Exploring the meaning of shared vocabulary within the fields of architecture and music creates a better understanding of how deep the analogies between them go.
Could a musical rhythm be interpreted into an architectural rhythm? And could architectural volume be interpreted into musical volume?
I aim to explore how the shared vocabulary could be used as a framework within which architecture could be analysed and experienced through a musical lens. I also want to investigate whether the framework can form a method for integrating music in my own design process.
Five terms found in the vocabulary of both music and architecture have been chosen to be included in the framework. Other existing terminology has been excluded for different reasons. Some were difficult to use in a way that added value, while others, like repetition and sequences, can be automatically integrated in other terms when needed.
Rythm; Harmony; Volume; Ornamentation; Movement
Read more about each of the terms in the chosen vocabulary below!
Rhythm in music is a regular, recurring pattern, strongly connected to time. The beat is the basic unit of time in music, and rhythm is identified by including a specific number of beats the between measures (or bars) on the note sheet.
In classical architecture, the notiont of rhythm has often been linked to the same concept as rhythm in music, using columns and arches to create the same sort of pattern. Architectures sence of rhythm has since developed in a more free direction. Within architecture, rhythm can also be experienced in time as we walk through a space or along-side a façade. It can also be experienced visually, as defined patterns with a specified rhythm.
In music, harmony is a noun. When several tones are played simultaneously, they become a harmony. Whether they sound harmonious or not is a different matter – it is a harmony either way. The harmony is centered around relations. The relations between different pitches, or tones, is what gives the harmony its characteristics. There are systems in place to help us define harmonies, distinguishing between triads and sevenths, majors and minors etc.

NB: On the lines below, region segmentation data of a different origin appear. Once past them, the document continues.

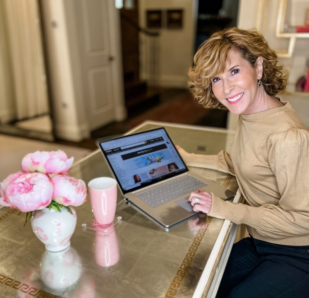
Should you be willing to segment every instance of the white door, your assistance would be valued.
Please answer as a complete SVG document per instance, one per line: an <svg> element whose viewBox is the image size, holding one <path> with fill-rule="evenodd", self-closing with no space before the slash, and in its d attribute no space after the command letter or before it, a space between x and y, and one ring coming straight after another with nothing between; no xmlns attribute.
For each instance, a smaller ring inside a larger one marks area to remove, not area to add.
<svg viewBox="0 0 309 298"><path fill-rule="evenodd" d="M123 88L119 73L121 59L118 53L121 52L115 50L121 46L117 44L120 32L115 32L113 25L117 21L113 0L75 3L85 107L91 130L119 119L117 102L123 105L119 102L123 101L119 98L123 92L117 94Z"/></svg>

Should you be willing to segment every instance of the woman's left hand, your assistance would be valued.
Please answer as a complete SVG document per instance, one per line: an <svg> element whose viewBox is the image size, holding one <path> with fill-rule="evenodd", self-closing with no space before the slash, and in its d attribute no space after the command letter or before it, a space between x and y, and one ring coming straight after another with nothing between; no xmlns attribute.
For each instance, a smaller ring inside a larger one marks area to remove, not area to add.
<svg viewBox="0 0 309 298"><path fill-rule="evenodd" d="M212 201L211 195L209 192L199 188L198 193L191 192L186 201L191 202L193 211L196 212L201 211L207 214L210 211Z"/></svg>

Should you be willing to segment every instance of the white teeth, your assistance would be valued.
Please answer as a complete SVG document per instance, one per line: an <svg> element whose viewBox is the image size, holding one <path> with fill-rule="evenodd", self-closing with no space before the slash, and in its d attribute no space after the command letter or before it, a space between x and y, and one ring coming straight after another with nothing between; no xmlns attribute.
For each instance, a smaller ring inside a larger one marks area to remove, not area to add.
<svg viewBox="0 0 309 298"><path fill-rule="evenodd" d="M228 98L227 99L227 100L229 101L235 101L235 100L237 100L237 99L239 99L243 95L243 92L242 92L240 94L239 94L237 96L235 96L235 97L233 97L233 98Z"/></svg>

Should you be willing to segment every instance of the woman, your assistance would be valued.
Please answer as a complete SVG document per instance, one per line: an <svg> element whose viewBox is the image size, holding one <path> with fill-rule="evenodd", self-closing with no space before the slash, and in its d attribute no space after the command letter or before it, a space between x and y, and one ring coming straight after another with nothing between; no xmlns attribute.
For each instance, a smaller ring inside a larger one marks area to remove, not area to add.
<svg viewBox="0 0 309 298"><path fill-rule="evenodd" d="M309 132L275 97L286 83L277 62L257 31L234 27L204 42L189 70L199 103L240 115L230 154L178 148L188 165L235 175L245 199L199 190L187 200L197 212L245 224L250 236L233 246L217 297L309 296Z"/></svg>

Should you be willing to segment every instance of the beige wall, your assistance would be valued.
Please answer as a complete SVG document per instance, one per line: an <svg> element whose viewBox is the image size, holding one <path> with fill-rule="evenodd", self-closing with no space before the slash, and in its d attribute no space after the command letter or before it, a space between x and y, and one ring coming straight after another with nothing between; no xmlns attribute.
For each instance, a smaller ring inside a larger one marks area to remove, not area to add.
<svg viewBox="0 0 309 298"><path fill-rule="evenodd" d="M139 22L142 28L146 28L147 10L161 10L163 13L162 27L155 30L158 31L160 34L158 69L161 86L188 88L188 71L194 54L197 2L197 0L142 0L139 2ZM166 28L164 13L167 9L183 10L181 29ZM146 79L149 74L144 66L147 61L144 60L143 47L145 44L142 36L141 38L141 76L142 78Z"/></svg>

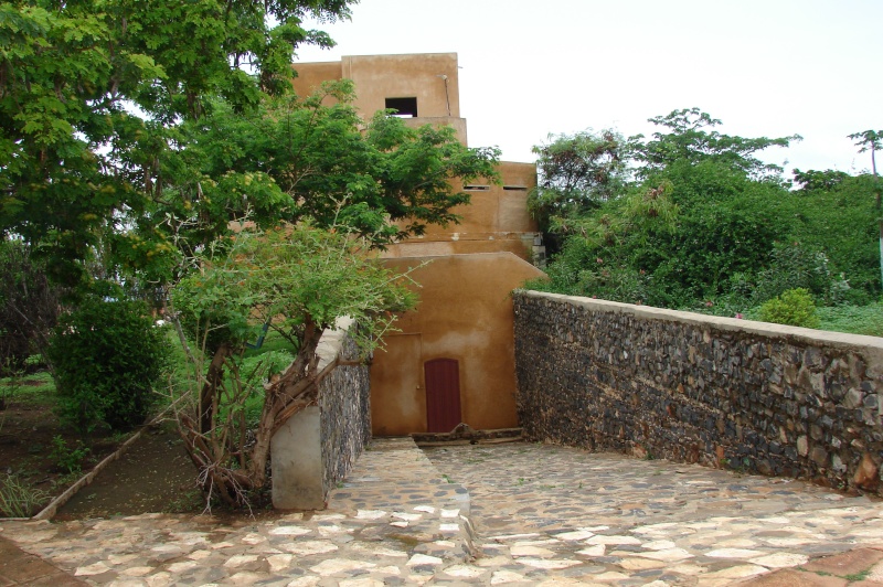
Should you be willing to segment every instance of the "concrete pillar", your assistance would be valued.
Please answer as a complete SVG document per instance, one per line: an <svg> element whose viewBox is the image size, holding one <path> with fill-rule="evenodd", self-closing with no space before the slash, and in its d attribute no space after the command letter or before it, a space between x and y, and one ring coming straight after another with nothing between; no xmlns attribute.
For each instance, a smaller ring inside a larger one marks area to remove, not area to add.
<svg viewBox="0 0 883 587"><path fill-rule="evenodd" d="M325 508L321 410L295 414L273 436L273 506L277 510Z"/></svg>

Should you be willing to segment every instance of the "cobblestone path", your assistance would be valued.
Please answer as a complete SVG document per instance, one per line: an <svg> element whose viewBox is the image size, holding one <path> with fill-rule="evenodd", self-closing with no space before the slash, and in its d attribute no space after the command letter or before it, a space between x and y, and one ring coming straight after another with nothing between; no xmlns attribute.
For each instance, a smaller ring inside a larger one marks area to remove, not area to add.
<svg viewBox="0 0 883 587"><path fill-rule="evenodd" d="M883 544L880 502L800 481L526 442L426 453L468 489L491 583L727 585Z"/></svg>
<svg viewBox="0 0 883 587"><path fill-rule="evenodd" d="M53 585L883 585L877 502L525 442L375 440L323 512L0 521L0 585L26 584L22 551Z"/></svg>

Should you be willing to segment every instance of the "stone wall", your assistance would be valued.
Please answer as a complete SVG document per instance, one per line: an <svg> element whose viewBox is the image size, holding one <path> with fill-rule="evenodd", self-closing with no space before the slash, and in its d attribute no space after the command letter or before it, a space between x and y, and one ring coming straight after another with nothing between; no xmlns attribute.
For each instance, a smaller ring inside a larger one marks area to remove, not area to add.
<svg viewBox="0 0 883 587"><path fill-rule="evenodd" d="M319 342L318 405L288 419L273 436L273 505L280 510L321 510L328 493L350 472L371 439L370 377L366 365L336 365L354 360L349 321L326 331ZM330 370L330 371L329 371Z"/></svg>
<svg viewBox="0 0 883 587"><path fill-rule="evenodd" d="M343 359L359 356L355 343L344 339ZM371 377L368 365L338 366L319 385L325 495L347 473L371 440Z"/></svg>
<svg viewBox="0 0 883 587"><path fill-rule="evenodd" d="M879 492L883 339L513 297L528 436Z"/></svg>

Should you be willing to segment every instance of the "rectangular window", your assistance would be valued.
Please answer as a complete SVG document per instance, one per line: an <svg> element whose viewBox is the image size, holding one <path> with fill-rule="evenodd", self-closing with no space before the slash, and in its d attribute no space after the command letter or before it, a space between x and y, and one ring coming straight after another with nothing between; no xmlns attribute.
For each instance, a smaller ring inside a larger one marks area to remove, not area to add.
<svg viewBox="0 0 883 587"><path fill-rule="evenodd" d="M398 118L417 117L417 98L386 98L386 109L395 110Z"/></svg>

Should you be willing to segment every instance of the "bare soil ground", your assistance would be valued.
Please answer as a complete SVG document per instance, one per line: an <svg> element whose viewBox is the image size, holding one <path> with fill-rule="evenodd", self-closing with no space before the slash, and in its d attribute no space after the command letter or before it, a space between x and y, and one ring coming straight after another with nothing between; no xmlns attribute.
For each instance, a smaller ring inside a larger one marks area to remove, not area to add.
<svg viewBox="0 0 883 587"><path fill-rule="evenodd" d="M81 461L84 471L125 440L103 433L83 438L64 428L46 403L34 402L29 396L8 398L6 408L0 410L0 487L8 474L14 474L20 482L43 492L44 499L32 514L79 478L78 473L58 466L53 455L55 437L61 437L68 449L76 449L79 442L88 447L88 453Z"/></svg>
<svg viewBox="0 0 883 587"><path fill-rule="evenodd" d="M123 457L81 489L55 520L110 517L203 508L196 469L172 426L149 428Z"/></svg>

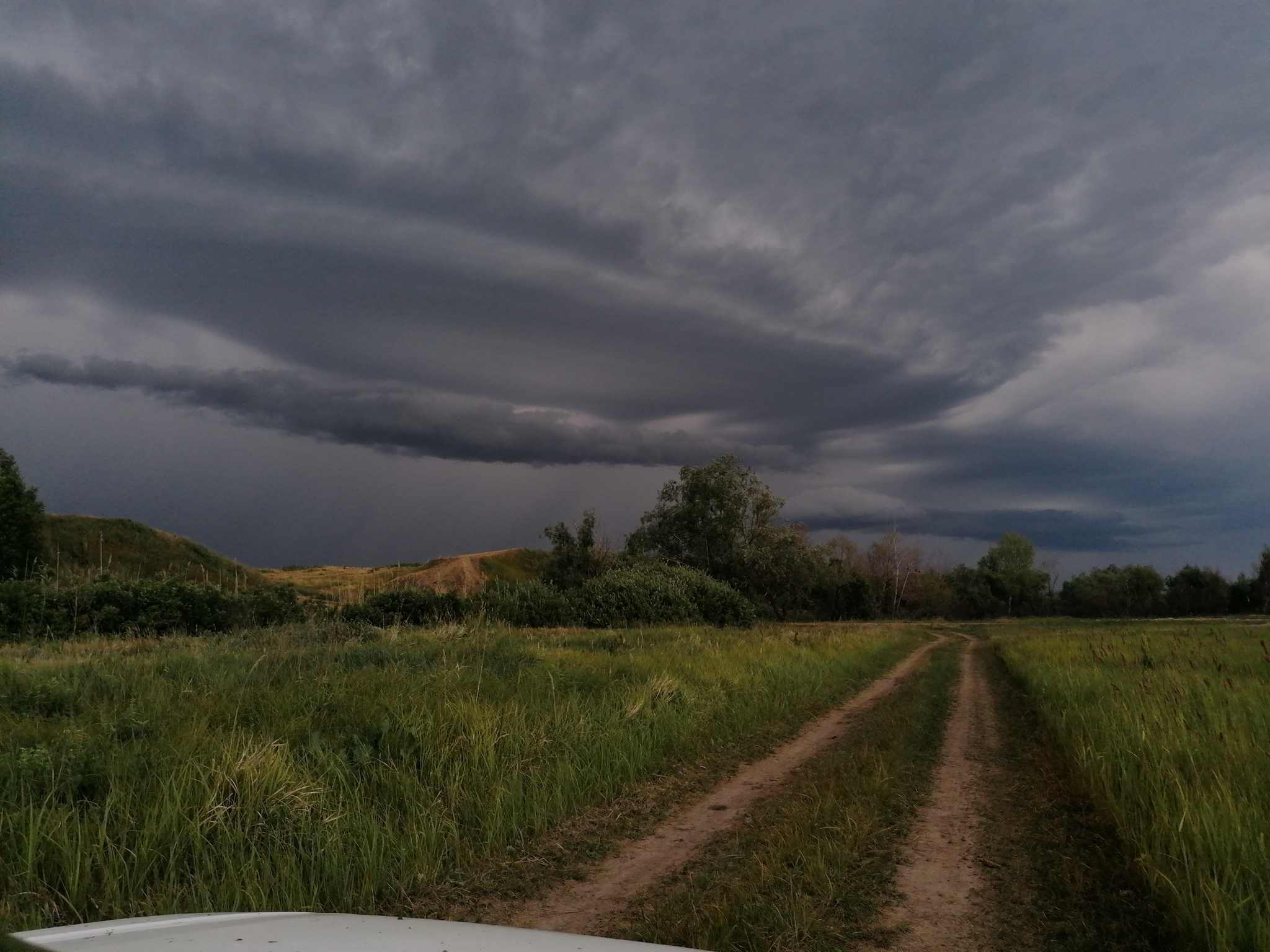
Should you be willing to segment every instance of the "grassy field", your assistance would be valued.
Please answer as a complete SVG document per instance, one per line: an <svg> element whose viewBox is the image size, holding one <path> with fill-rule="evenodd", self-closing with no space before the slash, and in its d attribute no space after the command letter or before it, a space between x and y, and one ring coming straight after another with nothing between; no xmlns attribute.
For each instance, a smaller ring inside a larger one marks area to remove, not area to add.
<svg viewBox="0 0 1270 952"><path fill-rule="evenodd" d="M409 914L659 770L792 731L922 640L306 626L6 645L0 930Z"/></svg>
<svg viewBox="0 0 1270 952"><path fill-rule="evenodd" d="M135 519L47 515L44 547L48 575L56 584L90 581L102 574L130 581L211 581L230 590L264 583L258 569Z"/></svg>
<svg viewBox="0 0 1270 952"><path fill-rule="evenodd" d="M1270 948L1270 630L1170 621L993 630L1179 932L1214 952Z"/></svg>
<svg viewBox="0 0 1270 952"><path fill-rule="evenodd" d="M790 788L638 908L622 934L719 952L885 943L875 916L930 786L960 645L885 698Z"/></svg>

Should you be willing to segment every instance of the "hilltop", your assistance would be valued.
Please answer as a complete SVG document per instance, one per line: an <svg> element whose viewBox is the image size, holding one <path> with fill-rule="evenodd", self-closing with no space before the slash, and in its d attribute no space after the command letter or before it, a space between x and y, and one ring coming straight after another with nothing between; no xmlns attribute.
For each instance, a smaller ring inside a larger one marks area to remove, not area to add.
<svg viewBox="0 0 1270 952"><path fill-rule="evenodd" d="M229 588L264 584L259 570L136 519L46 515L44 546L58 581L109 574L128 580L211 581Z"/></svg>
<svg viewBox="0 0 1270 952"><path fill-rule="evenodd" d="M221 586L257 588L292 584L301 592L337 602L361 602L395 588L431 588L470 595L491 579L530 581L538 578L546 552L503 548L444 556L429 562L398 562L373 567L291 565L253 569L182 536L136 519L95 515L44 517L50 569L58 581L85 581L107 574L121 579L180 579Z"/></svg>
<svg viewBox="0 0 1270 952"><path fill-rule="evenodd" d="M530 581L538 578L546 552L538 548L502 548L493 552L444 556L428 562L398 562L373 569L348 565L304 565L264 569L269 583L291 583L302 592L339 602L361 602L367 595L400 588L429 588L470 595L493 579Z"/></svg>

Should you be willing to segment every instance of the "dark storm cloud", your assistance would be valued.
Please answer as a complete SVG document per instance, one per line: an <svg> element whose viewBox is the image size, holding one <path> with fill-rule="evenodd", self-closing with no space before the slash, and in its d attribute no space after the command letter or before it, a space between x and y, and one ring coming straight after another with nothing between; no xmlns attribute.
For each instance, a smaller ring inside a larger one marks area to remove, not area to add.
<svg viewBox="0 0 1270 952"><path fill-rule="evenodd" d="M912 531L1054 547L1256 498L1270 8L0 18L0 292L298 368L19 358L28 377L447 458L729 448L859 481L923 513Z"/></svg>
<svg viewBox="0 0 1270 952"><path fill-rule="evenodd" d="M1132 526L1119 513L1077 513L1063 509L931 510L890 523L876 518L813 518L810 529L885 531L892 526L917 536L950 536L996 542L1007 532L1021 532L1044 548L1082 552L1123 552L1140 548L1149 529Z"/></svg>
<svg viewBox="0 0 1270 952"><path fill-rule="evenodd" d="M220 410L255 426L387 452L503 463L705 462L743 451L782 463L782 448L729 444L677 430L577 425L565 414L420 393L400 386L321 385L286 371L199 371L93 358L83 366L51 355L9 362L6 376L102 390L140 390L185 406Z"/></svg>

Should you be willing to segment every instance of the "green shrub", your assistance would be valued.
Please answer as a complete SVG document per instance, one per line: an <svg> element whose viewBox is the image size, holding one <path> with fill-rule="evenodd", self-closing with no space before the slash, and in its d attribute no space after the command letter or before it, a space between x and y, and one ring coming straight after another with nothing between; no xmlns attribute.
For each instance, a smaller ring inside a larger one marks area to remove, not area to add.
<svg viewBox="0 0 1270 952"><path fill-rule="evenodd" d="M456 622L466 613L466 599L461 595L432 589L381 592L359 604L345 605L342 611L344 621L367 622L381 628L389 625Z"/></svg>
<svg viewBox="0 0 1270 952"><path fill-rule="evenodd" d="M754 622L754 608L739 592L681 566L618 569L591 579L570 599L578 622L588 628L702 622L748 627Z"/></svg>
<svg viewBox="0 0 1270 952"><path fill-rule="evenodd" d="M121 581L52 588L38 581L0 583L0 632L66 637L79 632L122 635L227 631L300 621L295 586L239 595L190 581Z"/></svg>
<svg viewBox="0 0 1270 952"><path fill-rule="evenodd" d="M574 605L541 581L490 581L470 602L488 618L516 628L559 628L574 623Z"/></svg>

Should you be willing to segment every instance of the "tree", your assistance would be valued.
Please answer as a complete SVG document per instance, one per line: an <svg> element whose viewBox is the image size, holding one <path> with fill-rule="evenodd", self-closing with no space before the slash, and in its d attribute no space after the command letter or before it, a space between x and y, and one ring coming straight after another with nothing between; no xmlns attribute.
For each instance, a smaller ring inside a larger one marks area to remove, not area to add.
<svg viewBox="0 0 1270 952"><path fill-rule="evenodd" d="M1168 611L1175 616L1226 614L1231 605L1231 585L1217 569L1184 565L1165 585Z"/></svg>
<svg viewBox="0 0 1270 952"><path fill-rule="evenodd" d="M1044 605L1049 575L1033 567L1035 559L1031 539L1007 532L979 560L979 571L1006 614L1035 613Z"/></svg>
<svg viewBox="0 0 1270 952"><path fill-rule="evenodd" d="M0 579L29 578L44 547L44 504L0 449Z"/></svg>
<svg viewBox="0 0 1270 952"><path fill-rule="evenodd" d="M922 570L922 550L906 546L903 541L899 529L893 528L869 546L865 555L874 594L881 609L892 617L899 614L909 580Z"/></svg>
<svg viewBox="0 0 1270 952"><path fill-rule="evenodd" d="M547 526L542 534L551 541L551 555L542 569L542 580L558 589L579 588L605 572L610 561L607 546L596 542L596 512L587 509L577 534L563 522Z"/></svg>
<svg viewBox="0 0 1270 952"><path fill-rule="evenodd" d="M1165 607L1165 580L1149 565L1109 565L1063 583L1059 604L1086 618L1147 618Z"/></svg>
<svg viewBox="0 0 1270 952"><path fill-rule="evenodd" d="M1257 575L1252 580L1252 611L1270 614L1270 546L1261 550L1261 561L1253 567Z"/></svg>
<svg viewBox="0 0 1270 952"><path fill-rule="evenodd" d="M685 466L626 537L626 551L700 569L784 618L815 574L800 527L776 524L784 505L735 456Z"/></svg>

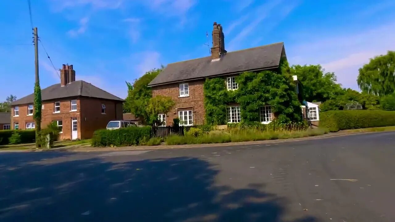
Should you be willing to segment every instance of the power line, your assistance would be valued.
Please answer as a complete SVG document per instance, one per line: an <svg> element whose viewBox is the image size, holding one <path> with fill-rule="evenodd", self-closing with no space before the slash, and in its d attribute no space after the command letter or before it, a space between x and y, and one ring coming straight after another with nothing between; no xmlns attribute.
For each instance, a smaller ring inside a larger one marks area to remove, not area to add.
<svg viewBox="0 0 395 222"><path fill-rule="evenodd" d="M53 69L55 70L55 71L56 71L56 74L58 74L58 76L59 78L60 79L60 74L59 74L59 73L58 72L58 70L57 70L56 68L55 68L55 66L53 65L53 63L52 62L52 60L51 60L51 57L49 57L49 55L48 53L47 52L47 50L45 49L45 47L44 47L44 44L43 44L43 42L41 41L41 39L40 39L40 37L39 37L38 38L38 41L40 41L40 43L41 43L41 46L43 47L43 49L44 49L44 51L45 51L45 54L47 54L47 56L48 56L48 59L49 59L49 61L51 62L51 64L52 64L52 67L53 67Z"/></svg>
<svg viewBox="0 0 395 222"><path fill-rule="evenodd" d="M32 6L30 3L30 0L27 0L27 4L29 6L29 15L30 16L30 24L32 26L32 29L33 29L33 19L32 17Z"/></svg>

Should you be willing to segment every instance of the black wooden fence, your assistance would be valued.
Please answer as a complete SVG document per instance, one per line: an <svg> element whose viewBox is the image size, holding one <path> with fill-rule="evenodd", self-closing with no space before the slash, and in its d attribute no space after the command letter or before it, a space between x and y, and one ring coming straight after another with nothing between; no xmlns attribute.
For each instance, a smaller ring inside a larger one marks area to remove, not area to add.
<svg viewBox="0 0 395 222"><path fill-rule="evenodd" d="M152 137L165 137L171 135L184 135L184 131L188 131L192 127L192 126L152 126L151 131Z"/></svg>

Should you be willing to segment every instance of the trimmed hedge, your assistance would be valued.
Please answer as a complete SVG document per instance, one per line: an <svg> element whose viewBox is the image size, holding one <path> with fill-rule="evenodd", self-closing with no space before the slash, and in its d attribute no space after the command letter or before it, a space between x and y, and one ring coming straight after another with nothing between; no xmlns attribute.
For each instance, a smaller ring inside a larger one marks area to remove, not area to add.
<svg viewBox="0 0 395 222"><path fill-rule="evenodd" d="M333 110L320 113L320 126L330 132L395 126L395 111Z"/></svg>
<svg viewBox="0 0 395 222"><path fill-rule="evenodd" d="M36 131L34 130L0 130L0 145L5 145L9 143L9 137L16 131L21 136L21 143L34 143L36 140Z"/></svg>
<svg viewBox="0 0 395 222"><path fill-rule="evenodd" d="M99 130L93 133L94 147L119 147L138 145L151 137L151 127L127 127L109 130Z"/></svg>

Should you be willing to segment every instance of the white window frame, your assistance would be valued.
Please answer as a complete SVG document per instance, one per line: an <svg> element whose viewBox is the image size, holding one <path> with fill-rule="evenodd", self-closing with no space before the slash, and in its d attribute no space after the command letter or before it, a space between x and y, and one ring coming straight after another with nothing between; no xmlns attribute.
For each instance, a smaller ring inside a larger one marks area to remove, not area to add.
<svg viewBox="0 0 395 222"><path fill-rule="evenodd" d="M228 123L240 122L241 121L240 106L229 106L226 108L226 117Z"/></svg>
<svg viewBox="0 0 395 222"><path fill-rule="evenodd" d="M239 84L236 82L236 77L226 78L226 86L228 90L236 90L239 88Z"/></svg>
<svg viewBox="0 0 395 222"><path fill-rule="evenodd" d="M259 118L263 124L268 124L273 121L273 112L271 106L265 105L259 107Z"/></svg>
<svg viewBox="0 0 395 222"><path fill-rule="evenodd" d="M17 112L18 112L18 114L17 114ZM19 117L19 107L15 106L14 107L14 117Z"/></svg>
<svg viewBox="0 0 395 222"><path fill-rule="evenodd" d="M166 114L161 113L158 115L158 119L162 123L161 126L166 126Z"/></svg>
<svg viewBox="0 0 395 222"><path fill-rule="evenodd" d="M32 108L30 108L30 107L31 106ZM32 116L33 113L34 112L34 106L32 105L27 105L27 115L28 116ZM31 111L32 113L30 113L30 112Z"/></svg>
<svg viewBox="0 0 395 222"><path fill-rule="evenodd" d="M73 104L73 102L75 102L75 104ZM70 112L75 112L75 111L77 111L77 100L70 100L70 109L71 109L71 110L70 111ZM75 106L75 109L73 109L73 105Z"/></svg>
<svg viewBox="0 0 395 222"><path fill-rule="evenodd" d="M59 105L56 105L56 103L58 103ZM54 108L53 108L53 113L59 113L60 112L60 102L55 102L54 103ZM59 110L56 111L56 108L59 108Z"/></svg>
<svg viewBox="0 0 395 222"><path fill-rule="evenodd" d="M105 105L103 103L102 103L102 114L105 114Z"/></svg>
<svg viewBox="0 0 395 222"><path fill-rule="evenodd" d="M60 125L59 124L59 121L60 121L60 122L62 122L62 124L60 124ZM62 127L62 129L60 130L60 131L59 131L59 133L60 133L60 134L62 134L62 133L63 133L63 120L53 120L53 121L52 121L52 122L56 122L56 125L58 126L58 129L59 129L59 126L61 126Z"/></svg>
<svg viewBox="0 0 395 222"><path fill-rule="evenodd" d="M186 119L185 119L186 117ZM180 126L192 126L193 124L194 117L192 110L179 111L178 118L180 120Z"/></svg>
<svg viewBox="0 0 395 222"><path fill-rule="evenodd" d="M307 119L310 121L319 121L320 120L320 115L318 113L318 107L308 107L307 109L308 109L308 117ZM315 112L316 115L315 116L313 117L312 114Z"/></svg>
<svg viewBox="0 0 395 222"><path fill-rule="evenodd" d="M179 97L187 97L189 96L189 85L188 83L181 83L179 86L180 91Z"/></svg>
<svg viewBox="0 0 395 222"><path fill-rule="evenodd" d="M33 127L34 125L34 127ZM36 128L36 123L34 122L26 123L26 130L33 130Z"/></svg>

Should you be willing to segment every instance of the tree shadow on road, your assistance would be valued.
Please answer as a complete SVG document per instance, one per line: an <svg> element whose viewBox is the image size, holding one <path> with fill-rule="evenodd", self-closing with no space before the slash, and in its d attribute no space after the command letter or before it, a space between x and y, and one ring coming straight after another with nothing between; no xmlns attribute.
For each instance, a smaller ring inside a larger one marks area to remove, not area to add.
<svg viewBox="0 0 395 222"><path fill-rule="evenodd" d="M318 221L284 220L286 200L262 191L263 184L216 186L218 173L206 161L186 157L2 169L0 221Z"/></svg>

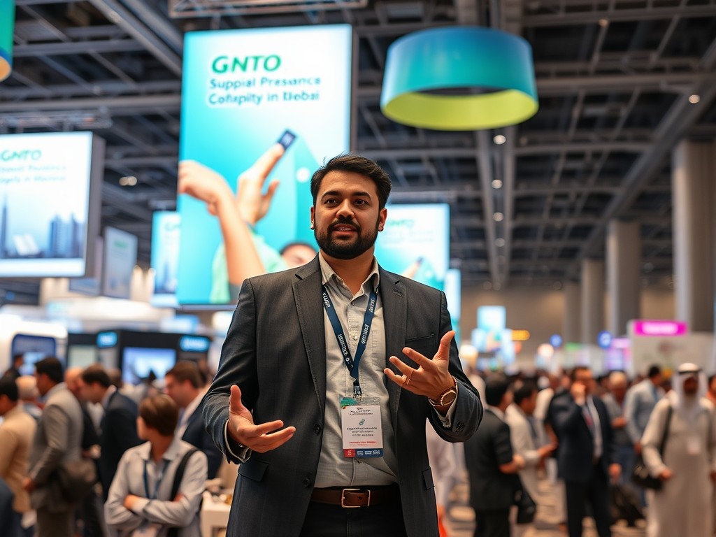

The discourse on harmony within architecture is often related to mathematical principles, where geometrical shapes like for instance circles, squares and equilateral triangles play important roles. Here as well, it is the relation between different architectural artifacts that is of the essence. When organised in line within the logic of geometrical principles, we perceive a composition of artifacts harmonious. Note that harmony in architecture is used as an adjective, describing a design.
In both music and architecture, ornamentation is used for features
that do not have an apparent function, but is there to enrich the
output and make it more pleasing to the eye or the ear. In architecture,
it can refer to patterns on surfaces, volutes on pillars or stick style
carpentry. In classical music it can be for instance a trill, or in modern
music a wail.
Movement is a somewhat diffuse and unregulated term in both architecture and music but nevertheless very important in the aim of directing emotions and behaviour in relation to the music or built structure.
In music, it can be related to tempo, where the same beat and harmony can be accomanied with shifts in how fast the music is performed. But the music can also be designed in a way that gives the listener a feeling of moving forward without neccessarily changing the tempo. Using triols (playing three tones over two beats) can be one such method – the tempo is intact but feels slightly on the move.
In architecture, we can perceive movement in a space that is directed, where we experience a starting point and a route towards another point in the space. The route can be physical, with the purpose to move people from one spot to another, but it can also be focal, directing our focus in one direction and drawing our attention there.
Volume in music is concerned with how strong or soft the music is performed or listened to. When listening to recorded music, the listener can regulate the volume to suit the occasion. When music is performed or produced, the variations in volume over time is referred to as dynamics. The dynamics are described both with symbols and words, as instructions for the performer. It is an adjective, describing the qualities of a particular sequence of the music.
In architecture, volume is a noun. We use the term volume to describe a cohesive mass, but it says nothing about the characteristics of that mass. In order to give it characteristics we need to add adjectives. We refer to them as the larger or smaller volume, the cylinder shaped volume, the massive or perforated volume etc.